Всем в новом городе требуется чудо, и ветер про это знает. И ветер начинает нашептывать советы. Но услышат ветер только Фабиетто и Патриция, племянник и его тетка, художник и муза, сопляк и путана, автор и его автопортрет.
Марадона прибыл в Неаполь 5 июля 1984 года. Перед его пришествием город замер в ожидании то ли Годо, то ли Спасителя. Как иронизировал главный спортивный летописец 80-х Дэвид Голдблатт, «фанатам футбольного клуба «Наполи» было совершенно наплевать на нехватку рабочих мест, жилья, школ, автобусов и соцпомощи, главное, что в скором времени им должен был явиться Марадона и своими пасами и пробежками перенести их из ада в рай». Среди томившихся от саспенса и плавно подступавшей к амальфитанскому побережью жары бродил и Фабиетто. Ему недавно исполнилось 14, кроме футбола и девочек его занимали мысли о вечном. Фабиетто страстно желал почувствовать на своем лице вместе с ветром и дыхание Бога, его невидимое, но ощутимое прикосновение.

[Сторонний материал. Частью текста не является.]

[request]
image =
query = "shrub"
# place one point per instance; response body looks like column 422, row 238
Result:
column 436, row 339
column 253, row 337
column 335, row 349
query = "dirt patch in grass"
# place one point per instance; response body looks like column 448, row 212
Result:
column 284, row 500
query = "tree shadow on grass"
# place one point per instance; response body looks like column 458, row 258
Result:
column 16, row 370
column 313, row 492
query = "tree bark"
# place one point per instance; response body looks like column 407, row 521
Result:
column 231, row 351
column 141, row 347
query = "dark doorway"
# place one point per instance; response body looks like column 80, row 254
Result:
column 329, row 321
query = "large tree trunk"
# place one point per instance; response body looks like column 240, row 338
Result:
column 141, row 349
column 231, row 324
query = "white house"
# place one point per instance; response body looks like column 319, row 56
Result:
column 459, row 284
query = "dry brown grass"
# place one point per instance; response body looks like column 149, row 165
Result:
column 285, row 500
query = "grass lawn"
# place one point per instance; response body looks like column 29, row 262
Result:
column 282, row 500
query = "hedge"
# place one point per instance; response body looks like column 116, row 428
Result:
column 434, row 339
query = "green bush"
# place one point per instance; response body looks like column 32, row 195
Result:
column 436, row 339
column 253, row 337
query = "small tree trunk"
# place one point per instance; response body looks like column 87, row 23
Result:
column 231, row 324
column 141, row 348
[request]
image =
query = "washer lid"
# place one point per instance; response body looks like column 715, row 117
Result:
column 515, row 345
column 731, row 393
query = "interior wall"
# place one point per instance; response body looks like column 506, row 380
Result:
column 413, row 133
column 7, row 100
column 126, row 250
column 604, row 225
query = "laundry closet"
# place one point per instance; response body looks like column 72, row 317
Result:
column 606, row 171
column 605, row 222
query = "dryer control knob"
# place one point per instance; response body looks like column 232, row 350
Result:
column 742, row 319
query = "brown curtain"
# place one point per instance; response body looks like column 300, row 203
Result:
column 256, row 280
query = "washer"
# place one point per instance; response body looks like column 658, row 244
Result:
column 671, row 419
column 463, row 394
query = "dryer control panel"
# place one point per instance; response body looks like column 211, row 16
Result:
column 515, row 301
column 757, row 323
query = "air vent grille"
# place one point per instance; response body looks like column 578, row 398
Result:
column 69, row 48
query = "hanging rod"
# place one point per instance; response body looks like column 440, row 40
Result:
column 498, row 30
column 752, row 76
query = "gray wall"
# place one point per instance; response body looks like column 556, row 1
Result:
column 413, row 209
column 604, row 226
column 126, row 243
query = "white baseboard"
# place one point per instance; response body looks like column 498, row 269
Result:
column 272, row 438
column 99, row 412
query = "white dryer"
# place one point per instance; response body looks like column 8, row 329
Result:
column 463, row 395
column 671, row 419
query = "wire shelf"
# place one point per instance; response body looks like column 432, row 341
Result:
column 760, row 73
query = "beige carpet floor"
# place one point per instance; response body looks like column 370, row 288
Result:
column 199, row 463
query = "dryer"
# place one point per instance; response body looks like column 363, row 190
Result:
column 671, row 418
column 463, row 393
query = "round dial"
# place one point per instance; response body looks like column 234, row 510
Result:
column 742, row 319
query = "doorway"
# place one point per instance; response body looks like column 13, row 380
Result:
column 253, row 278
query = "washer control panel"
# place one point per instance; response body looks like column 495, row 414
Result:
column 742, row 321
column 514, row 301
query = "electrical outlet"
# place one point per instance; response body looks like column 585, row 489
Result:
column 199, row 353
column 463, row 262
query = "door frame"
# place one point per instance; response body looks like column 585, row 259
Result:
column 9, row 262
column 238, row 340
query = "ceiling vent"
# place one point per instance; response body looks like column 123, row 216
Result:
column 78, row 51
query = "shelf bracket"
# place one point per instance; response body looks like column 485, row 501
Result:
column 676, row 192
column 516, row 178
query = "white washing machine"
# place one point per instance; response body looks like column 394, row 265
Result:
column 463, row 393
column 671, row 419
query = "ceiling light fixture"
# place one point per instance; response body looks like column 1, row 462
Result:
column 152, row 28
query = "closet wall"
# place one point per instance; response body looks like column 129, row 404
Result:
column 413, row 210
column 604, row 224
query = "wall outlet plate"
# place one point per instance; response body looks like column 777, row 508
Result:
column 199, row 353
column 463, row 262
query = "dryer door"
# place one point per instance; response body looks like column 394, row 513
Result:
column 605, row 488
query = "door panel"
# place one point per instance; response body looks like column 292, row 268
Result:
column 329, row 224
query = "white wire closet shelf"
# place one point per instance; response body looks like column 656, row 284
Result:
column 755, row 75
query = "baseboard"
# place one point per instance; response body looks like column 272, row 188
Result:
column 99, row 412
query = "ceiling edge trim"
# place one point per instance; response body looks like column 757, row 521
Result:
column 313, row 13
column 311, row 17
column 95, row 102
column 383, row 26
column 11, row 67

Как часто случается с очень молодыми и чересчур мечтательными людьми, Фабиетто не замечал настоящего. Его дни состояли из вчера и завтра, ieri e domani, он смотрел себе под ноги, на пыльную землю и старинные плиты, он смотрел в небо, провожая взглядом каждый самолет. И лишь по сторонам, вокруг себя, Фабиетто не глядел, не умел да и вряд ли на carpe diem или farniente был способен. Юность не в силах осознать свое счастье — быть живым и помнить, что из дня сегодняшнего через секунду ты можешь свалиться в небытие.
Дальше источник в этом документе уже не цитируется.